Crinum kirkii has thrived for us here in Zone 7b since 2012. Our plants of this African species are from Tanzania. Perhaps one day, we can produce enough of these to share.
Here is a future introduction for Plant Delights, a 2018 Wilkes County, Georgia collection of a dwarf, compact form of our native frost aster, Aster pilosus (Symphyotrichum pilosum), collected by our research staff, Zac Hill and Jeremy Schmidt. It’s looking rather impressive in the trial garden this week, 30″ tall x 5′ wide.
Trolls and trolling are generally associated with something unpleasant, so it’s quite bizarre to have such a name associated with an amazingly delightful plant. Gingko biloba ‘Troll’ is a superb dwarf gingko with lacy textured leaves that has been quite a star here at JLBG. Our six-year-old plant is now 3′ tall x 3′ wide as of this week.

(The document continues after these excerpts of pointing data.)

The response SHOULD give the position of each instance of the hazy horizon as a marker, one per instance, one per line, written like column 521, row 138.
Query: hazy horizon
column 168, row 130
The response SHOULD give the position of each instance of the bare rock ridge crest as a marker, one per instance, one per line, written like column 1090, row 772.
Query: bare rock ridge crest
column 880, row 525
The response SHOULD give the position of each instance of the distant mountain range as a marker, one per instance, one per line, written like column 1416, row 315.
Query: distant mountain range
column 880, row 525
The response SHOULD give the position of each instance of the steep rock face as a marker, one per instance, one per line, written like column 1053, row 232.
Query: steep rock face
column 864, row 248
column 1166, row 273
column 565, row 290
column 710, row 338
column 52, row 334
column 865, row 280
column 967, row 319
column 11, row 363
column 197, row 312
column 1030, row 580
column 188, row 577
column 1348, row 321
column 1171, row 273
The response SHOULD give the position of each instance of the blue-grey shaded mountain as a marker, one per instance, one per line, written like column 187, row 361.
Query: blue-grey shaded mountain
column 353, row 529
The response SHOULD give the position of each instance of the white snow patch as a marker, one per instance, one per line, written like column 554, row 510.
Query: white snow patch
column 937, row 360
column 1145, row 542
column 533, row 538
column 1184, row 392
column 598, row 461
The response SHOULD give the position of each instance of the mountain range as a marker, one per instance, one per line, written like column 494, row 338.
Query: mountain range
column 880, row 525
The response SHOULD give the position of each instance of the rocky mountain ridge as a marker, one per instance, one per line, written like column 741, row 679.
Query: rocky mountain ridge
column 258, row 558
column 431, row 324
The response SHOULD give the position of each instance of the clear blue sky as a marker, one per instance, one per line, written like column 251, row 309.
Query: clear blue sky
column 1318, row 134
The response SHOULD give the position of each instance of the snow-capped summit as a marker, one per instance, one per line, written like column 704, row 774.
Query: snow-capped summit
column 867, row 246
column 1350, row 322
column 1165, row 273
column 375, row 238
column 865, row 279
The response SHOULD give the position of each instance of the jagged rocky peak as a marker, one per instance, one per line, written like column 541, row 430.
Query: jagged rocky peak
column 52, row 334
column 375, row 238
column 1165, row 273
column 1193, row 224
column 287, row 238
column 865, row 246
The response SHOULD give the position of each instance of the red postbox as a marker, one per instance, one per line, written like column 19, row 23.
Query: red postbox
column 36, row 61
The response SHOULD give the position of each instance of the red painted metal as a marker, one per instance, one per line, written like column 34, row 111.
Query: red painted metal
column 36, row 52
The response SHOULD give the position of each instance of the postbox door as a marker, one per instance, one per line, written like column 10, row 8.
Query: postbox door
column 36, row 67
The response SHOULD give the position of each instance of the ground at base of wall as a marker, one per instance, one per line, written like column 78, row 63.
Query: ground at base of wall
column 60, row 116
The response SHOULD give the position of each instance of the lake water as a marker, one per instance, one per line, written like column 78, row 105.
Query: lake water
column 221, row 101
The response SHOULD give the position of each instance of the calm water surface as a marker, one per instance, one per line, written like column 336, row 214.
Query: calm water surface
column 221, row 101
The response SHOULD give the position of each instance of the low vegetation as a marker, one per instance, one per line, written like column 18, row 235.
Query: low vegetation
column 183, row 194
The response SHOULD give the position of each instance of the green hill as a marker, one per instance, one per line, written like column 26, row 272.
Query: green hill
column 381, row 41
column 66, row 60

We trial several hundred newly developed plants each year, and most never grace the pages of a PDN catalog, either because of performance or a lack of uniqueness. One that has fascinated us is Dahlia ‘Grandalia Burgundy Improved’. With a height and spread of 20″, you’d swear that this dahlia had either been regularly clipped or sprayed with growth regulators, neither of which are the case. The gem has been looking quite incredible in the garden, as it moves into its third year of trial. Obviously, it’s a perennial here in Zone 7b, but would be tender farther north. We’d love to hear your thoughts..
We recently visited conifer collector Bruce Appeldoorn at his nursery in the tiny town of Bostic, west of Charlotte, NC. Not only are the gardens amazing, but Bruce has transitioned from his career in landscape design/installation, to an amazing dwarf conifer nursery. He now sits atop the throne, having what is almost certainly the top conifer nursery in the Southeast US. Most everything is propagated here from either cuttings or grafting. He is part of a small contingent of regional broom hunters, who seek out and graft dwarf witches broom mutations from area pine trees. You can find out more about how to visit or order here.
While the focus of PDN is perennial plants, we have a strong woody plant focus in our surrounding botanic garden. A plant that’s really impressed us is a very dwarf form of our native yaupon holly, Ilex vomitoria ‘Oscar’, that was shared by Mobile, Alabama plantsman Marteen VanderGiessen. This is a photo of our 9 year old parent plant that’s never been sheared, forming a very tight 30″ tall x 44″ wide ball. Just think…native green meatballs with no pruning. We think this is so amazing, we’ve propagated a few to share with you in 2019.
Flowering now is our dwarf strain of Formosa lily from a seed collection at over 9000′ elevation in Taiwan. Lilium formosanum ‘Hehuan‘ stays at 2’ tall, and has lovely burgundy keeled flowers…delightful! It also comes true from seed.